Rugby – Fir Campania, inizia l’era Calicchio. Consiglio, non bastano 845 voti all’irpino Somma

Elezioni Comitato Campano, affermazione per il beneventano Calicchio con oltre il 60% delle preferenze. Tra i quattro consiglieri anche una donna, non accadeva da dieci anni. Niente da fare per l’irpino Somma

Nella foto della Fir Campania (da sinistra verso destra) Melillo, De Angelis, il presidente Calicchio, Manzo e Palomba

Sarà Giuseppe Calicchio il presidente della Fir Campania per il prossimo quadriennio. È questo il verdetto dell’assemblea ordinaria regionale elettiva, celebrata questa mattina in presenza – dopo due anni, ma sempre nel rispetto delle norme anti-covid – presso l’Hotel Ramada di Napoli.

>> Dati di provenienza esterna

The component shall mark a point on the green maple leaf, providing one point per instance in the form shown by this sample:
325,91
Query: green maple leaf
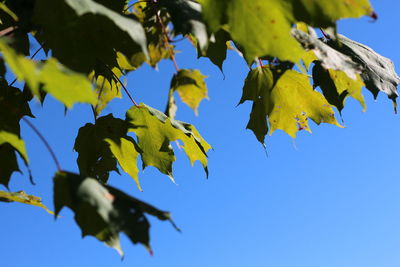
107,87
263,27
190,86
286,99
101,145
187,19
63,84
103,211
216,50
155,131
83,33
24,198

Un’assise partecipata e a tratti emozionante, che ha confermato l’incertezza del duello fra il neopresidente beneventano e lo sfidante vesuviano, Pasquale De Dilectis, ma che alla fine ha espresso nettamente la volontà delle società ovali campane. Calicchio ha vinto infatti con 1572 voti, circa il 61,4% delle preferenze, contro i 990 (38,6%) di De Dilectis. “Ringrazio i club per la partecipazione e la fiducia mostrata – queste le prime parole a caldo del neo eletto Calicchio – “Da oggi parte il nuovo percorso del Comitato, fatto di inclusione e condivisione”.

Con l’ascesa di Calicchio alla poltrona della Fir Campania la provincia sannita torna a guidare il rugby regionale dopo oltre venti anni e lo fa con il secondo più giovane presidente (46 anni) della storia dell’organismo. Come da programmi l’assemblea ha ratificato anche il nuovo quartetto di consiglieri regionali, che saranno Giovanni Melillo (1599 voti), Emilia De Angelis (1552), Roberto Manzo (1444) e Sebastiano Palomba (1368). Niente da fare dunque per l’irpino Agostino Somma. Al vicepresidente dell’Avellino Rugby non sono bastate 845 preferenze, e la stessa sorte è toccata agli altri esclusi: Daniel Bianco, Giuseppe Tomaciello e Rodolfo Antonelli. Il primo consiglio post-riforma vedrà dunque la presenza di quattro uomini e una donna, Emilia De Angelis, che dopo dieci anni ha bissato la prima storica elezione al femminile di Giovanna Del Gaudio.

Assemblea partecipata e a tratti emozionante, si diceva, che ha visto l’intervento di 19 sodalizi sui 20 complessivamente aventi diritto, per un’affluenza pari a quasi il 91% del bacino elettorale. Tra i momenti più sentiti va sicuramente menzionato il saluto del presidente uscente Fabrizio Senatore, che ha aperto come da tradizione i lavori, presentando alla platea anche il nuovo vicepresidente nazionale Fir, Antonio Luisi, e il neo eletto consigliere federale, Grazio Menga – fresco di delega nella neonata Commissione Sviluppo Sud – in qualità di ospiti d’eccezione dell’assise. Particolarmente toccante si è rivelato, in questo senso, l’omaggio di Menga a Senatore, attraverso il crest FIR come simbolo di gratitudine per il lavoro svolto in questi anni. Sempre Menga è stato protagonista di un altro momento commovente quando il neoeletto Calicchio ha voluto onorarlo con il dono della maglietta del Benevento numero 351, a sottolineare il record di presenze registrato in prima squadra dall’ex atleta con la compagine biancoazzurra.